BayWa a annoncé début décembre vouloir céder des participations importantes. Outre BayWare et RWA, les participations les plus importantes sont le producteur de pommes néo-zélandais Turners & Growers et le groupe néerlandais de commerce de produits agricoles Cefetra. Cependant, BayWa n’a fourni aucune information sur l’avenir de ces deux investissements ce week-end.

Le groupe a pris le relais

Au cours de la dernière décennie, BayWa n’a développé ou racheté le secteur de l’électricité verte et les investissements dans Cefetra et T&G que sous l’égide de l’ancien PDG Klaus Josef Lutz – aujourd’hui président de l’Association bavaroise des chambres de commerce et d’industrie (BIHK). . La dette résultant de cette expansion financée par l’endettement est devenue un véritable fardeau pour l’entreprise.

Selon les accords initiaux avec les banques créancières, un prêt syndiqué d’un montant maximum de deux milliards d’euros aurait été dû en septembre 2025. Par ailleurs, la hausse rapide des taux d’intérêt des prêts depuis 2022, à laquelle la direction ne s’attendait pas, a conduit à un triplement des intérêts annuels dus.

De nouveaux contrats de financement pour la période allant jusqu’à la reprise financière espérée en 2027 devraient être conclus au plus tard fin avril. Selon BayWa, « la quasi-totalité des quelque 300 créanciers financiers » soutiennent les efforts de restructuration.

La main-d’œuvre en paie le prix

Le prix de l’échec de la stratégie d’expansion n’est pas seulement la réduction prévue des effectifs du groupe : début décembre, BayWa a annoncé des suppressions d’emplois à grande échelle.

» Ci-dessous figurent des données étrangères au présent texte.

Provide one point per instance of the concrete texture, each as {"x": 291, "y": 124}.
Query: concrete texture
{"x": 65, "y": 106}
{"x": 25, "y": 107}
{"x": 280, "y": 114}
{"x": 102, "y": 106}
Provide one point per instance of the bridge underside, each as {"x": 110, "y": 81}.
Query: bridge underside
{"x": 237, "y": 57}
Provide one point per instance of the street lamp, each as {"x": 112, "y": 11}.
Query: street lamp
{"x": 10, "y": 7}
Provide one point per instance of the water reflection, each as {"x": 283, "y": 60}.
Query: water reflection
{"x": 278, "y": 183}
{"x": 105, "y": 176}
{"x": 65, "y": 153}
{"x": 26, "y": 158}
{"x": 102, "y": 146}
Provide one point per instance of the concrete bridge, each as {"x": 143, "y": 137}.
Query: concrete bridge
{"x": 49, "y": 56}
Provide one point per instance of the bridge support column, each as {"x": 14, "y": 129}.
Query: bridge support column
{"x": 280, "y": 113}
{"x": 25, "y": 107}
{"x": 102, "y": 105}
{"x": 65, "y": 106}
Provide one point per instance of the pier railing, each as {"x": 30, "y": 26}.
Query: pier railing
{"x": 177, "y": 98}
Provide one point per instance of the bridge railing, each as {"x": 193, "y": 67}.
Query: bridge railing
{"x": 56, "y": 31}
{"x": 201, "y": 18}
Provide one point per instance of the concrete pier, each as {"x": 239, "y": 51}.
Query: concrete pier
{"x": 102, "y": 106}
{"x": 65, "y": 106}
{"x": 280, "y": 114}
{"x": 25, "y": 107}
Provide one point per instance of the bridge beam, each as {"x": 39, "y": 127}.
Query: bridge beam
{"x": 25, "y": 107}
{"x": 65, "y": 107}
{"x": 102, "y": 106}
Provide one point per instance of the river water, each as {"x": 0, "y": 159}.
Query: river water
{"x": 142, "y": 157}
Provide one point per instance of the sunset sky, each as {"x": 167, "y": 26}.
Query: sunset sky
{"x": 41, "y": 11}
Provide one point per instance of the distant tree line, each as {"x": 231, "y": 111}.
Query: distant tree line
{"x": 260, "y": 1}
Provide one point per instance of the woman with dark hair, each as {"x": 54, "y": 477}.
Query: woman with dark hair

Sur les 8 000 postes à temps plein de la société mère BayWa AG, 1 300 doivent être supprimés, ce qui correspond à 16 pour cent des emplois à temps plein du groupe en Allemagne.

BayWa, représentée dans 60 pays, emploie plus de 23 000 personnes dans le monde. La main d’œuvre étrangère va également diminuer en raison des ventes annoncées de certaines parties de l’entreprise.

L’action BayWa a temporairement augmenté de 21,15 pour cent à 11,00 euros dans les échanges XETRA lundi. Il avait auparavant atteint un sommet journalier de 11,20 euros.